Toute une histoire, Günter Grass



Ma note : 5,5/10


Voici la présentation de l'éditeur: Berlin, de 1989 à 1991, au moment de la réunification, observée par un couple digne de Cervantès : le grand et maigre Fonty, le petit et trapu Hoftaller. Le premier est né en 1919, a fait la guerre dans l'aviation de Goering comme journaliste correspondant de guerre, ensuite Il a été instituteur, puis conférencier littéraire en RDA enfin appariteur dans les ministères : un témoin. Mais il est aussi la réincarnation de Theodor Fontane, le grand romancier né un siècle plus tôt, dont il connaît par coeur les romans, les chroniques et la vie, et auquel il s'identifie jusque dans les détails de son existence privée. Hoftaller son " vieux compagnons " qui l'espionne sans désemparer, est sans âge et aussi vieux que la police politique : il traquait déjà le jeune Marx, il a connu la révolution de 1848, l'unification de 1871. la république de Weimar, il a travaillé avec la Gestapo, avec la Stasi : toujours au service de l'ordre. Il " tient " Fonty-Fontane, dont le libéralisme gauchisant a été suspect à tous les régimes, et qui a quelques peccadilles à se reprocher. Ce vieux couple infernal de l'intellectuel et de l'espion permet une vision stéréoscopique de l'histoire, récente et moins récente : un tableau cocasse et effarant, mais aussi nuancé, poétique et profond. Avec sa verve prodigieuse, doublée d'une minutie acerbe, l'auteur du Tambour donne ici le livre monumental qu'on attendait sur le grand tournant de cette fin de siècle. Il a valu à Günter Grass un extraordinaire déchaînement de critiques haineuses. C'est qu'il ne s'agit pas seulement de la réunification allemande, mais de l'effondrement des " socialismes réels " et du triomphe mondial du capitalisme libéral. Toute une histoire ! Toute notre histoire évoquée par un romancier de génie.
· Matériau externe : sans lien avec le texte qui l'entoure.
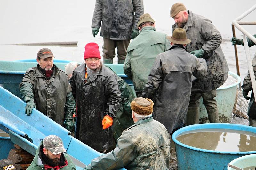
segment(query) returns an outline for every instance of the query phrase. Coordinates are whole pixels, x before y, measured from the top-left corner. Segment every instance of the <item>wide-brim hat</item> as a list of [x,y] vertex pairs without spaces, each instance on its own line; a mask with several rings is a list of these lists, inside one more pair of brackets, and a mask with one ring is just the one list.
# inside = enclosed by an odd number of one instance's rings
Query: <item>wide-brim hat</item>
[[154,24],[155,23],[155,20],[151,18],[149,14],[146,13],[144,14],[140,17],[140,20],[137,24],[137,28],[139,28],[140,25],[144,22],[151,22]]
[[172,36],[167,36],[166,38],[171,42],[177,44],[187,44],[191,42],[191,40],[187,38],[186,32],[183,28],[176,28]]
[[148,115],[153,112],[154,102],[148,98],[135,98],[131,103],[132,110],[139,115]]

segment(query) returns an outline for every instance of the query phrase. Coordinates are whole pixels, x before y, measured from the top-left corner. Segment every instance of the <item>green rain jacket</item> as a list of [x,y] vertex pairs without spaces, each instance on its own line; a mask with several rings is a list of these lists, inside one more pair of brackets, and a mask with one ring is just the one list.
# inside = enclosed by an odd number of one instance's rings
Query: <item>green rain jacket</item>
[[112,125],[114,130],[114,137],[117,141],[122,134],[123,131],[134,124],[130,105],[131,102],[133,100],[135,97],[128,84],[110,67],[107,66],[105,66],[115,73],[121,92],[121,101]]
[[132,80],[135,91],[142,92],[155,59],[171,47],[165,34],[156,32],[152,26],[142,28],[140,34],[129,44],[124,70]]
[[[44,166],[42,164],[42,161],[38,156],[40,146],[42,145],[43,145],[42,141],[41,141],[40,145],[39,145],[39,146],[36,150],[36,154],[35,155],[34,159],[33,159],[33,161],[31,163],[31,164],[30,164],[30,165],[27,169],[27,170],[45,170]],[[65,157],[65,158],[66,158],[66,160],[68,162],[68,164],[66,166],[60,169],[60,170],[75,170],[76,169],[76,166],[73,163],[69,156],[65,153],[64,153],[63,154],[64,154],[64,156]],[[49,170],[54,170],[51,169]]]
[[26,102],[34,102],[37,110],[63,126],[64,118],[72,118],[76,102],[67,74],[53,65],[49,81],[39,70],[39,64],[28,70],[20,89]]
[[164,126],[152,117],[124,131],[112,152],[92,160],[84,169],[169,169],[170,140]]

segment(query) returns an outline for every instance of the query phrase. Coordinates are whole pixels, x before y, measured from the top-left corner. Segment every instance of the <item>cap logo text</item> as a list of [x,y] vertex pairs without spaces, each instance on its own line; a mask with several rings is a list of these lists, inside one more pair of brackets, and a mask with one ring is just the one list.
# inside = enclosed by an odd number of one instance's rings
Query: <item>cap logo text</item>
[[4,167],[4,170],[9,170],[10,169],[14,169],[15,168],[13,165],[10,165]]
[[51,53],[50,51],[45,51],[43,52],[43,54],[51,54],[51,53]]

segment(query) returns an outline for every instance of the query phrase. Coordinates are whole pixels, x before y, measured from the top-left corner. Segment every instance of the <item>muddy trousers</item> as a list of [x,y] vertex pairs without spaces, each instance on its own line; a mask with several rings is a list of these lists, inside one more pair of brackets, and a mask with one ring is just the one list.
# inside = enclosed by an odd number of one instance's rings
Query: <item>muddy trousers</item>
[[249,117],[249,125],[256,127],[256,119],[252,119]]
[[[105,60],[113,60],[116,56],[116,47],[117,49],[118,63],[124,62],[127,54],[127,48],[130,39],[114,40],[103,38],[103,57]],[[107,59],[106,60],[106,59]],[[120,64],[121,64],[120,63]]]
[[199,102],[201,96],[203,104],[206,108],[210,123],[220,122],[217,102],[214,99],[216,97],[216,93],[215,89],[208,92],[191,95],[187,114],[187,126],[199,123]]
C'est peut-être toute une histoire, mais le résultat est très décevant. Pourtant cette histoire avait tout pour me plaire, je n'avais jamais lu de livres sur la réunification des deux Allemagnes, le sujet m'intéresse et je sortais d'une autre lecture de Günter Grass, "Les années de chien", que j'avais bien apprécié. "Toute une histoire" est écrit dans un style un peu plus conservateur et classique que "Les années de chien", mais on retrouve la forme satirique que l'auteur semble souvent utiliser. C'est une farce, une dénonciation politico-économique et en apparence, le roman est simple alors qu'il est d'une complexité extrême. J'étais perdu dans les méandres des chapitres la plupart du temps.

Günter Grass est très critique du capitalisme et il le démontre bien ici. Il critique les marques, les idioties du capitalisme. Ce roman nous montre le triomphe du néolibéralisme sur le communisme. Par contre, on ne peut pas dire que Grass encense le communisme, bien au contraire, mais il est davantage nuancé que les essayistes de la question. Grass est de toute évidence à gauche du spectre politique mais il ne tombe pas dans les extrêmes.

Ce roman est étrange. Certains passages rappellent le genre du réalisme, mais rien ne semble vraiment sérieux, parce qu'il glisse constamment vers l'allégorie, la satire. Les personnages sont tout aussi étranges, avec Hoftaller qui n'existe pas réellement, parce qu'il est davantage un fantôme à moitié réel et moitié imaginaire (si l'on peut qualifier un fantôme de réel). Il est une sorte de double miniature du personnage principal, Fonty, et il se fond en lui, en plus de le surveiller, de le suivre. Ces personnages nous échappent, le roman en entier nous fuit. La narration est à la première personne mais on la confond souvent avec la narration plus classique, celle de la troisième personne du singulier. Dostoïevski emploie souvent ce genre de narration, où le narrateur est effacé derrière un voile de mystère. Au fur et à mesure que le récit avance, on perçoit un peu plus clairement ce narrateur. L'arrière-plan du récit est la réunification des deux Allemagnes mais l'écrivain choisit plutôt de se tenir un peu à l'écart du sujet, de compliquer notre lecture, etc. Certains passages font penser aux contes de Dickens.

Donc, en conclusion, ce livre m'a laissé de glace mais je me suis amusé avec le narrateur, en jouant avec lui, en essayant de le découvrir. C'est, selon moi, la plus grande force du bouquin. Pour le reste, c'est relativement raté.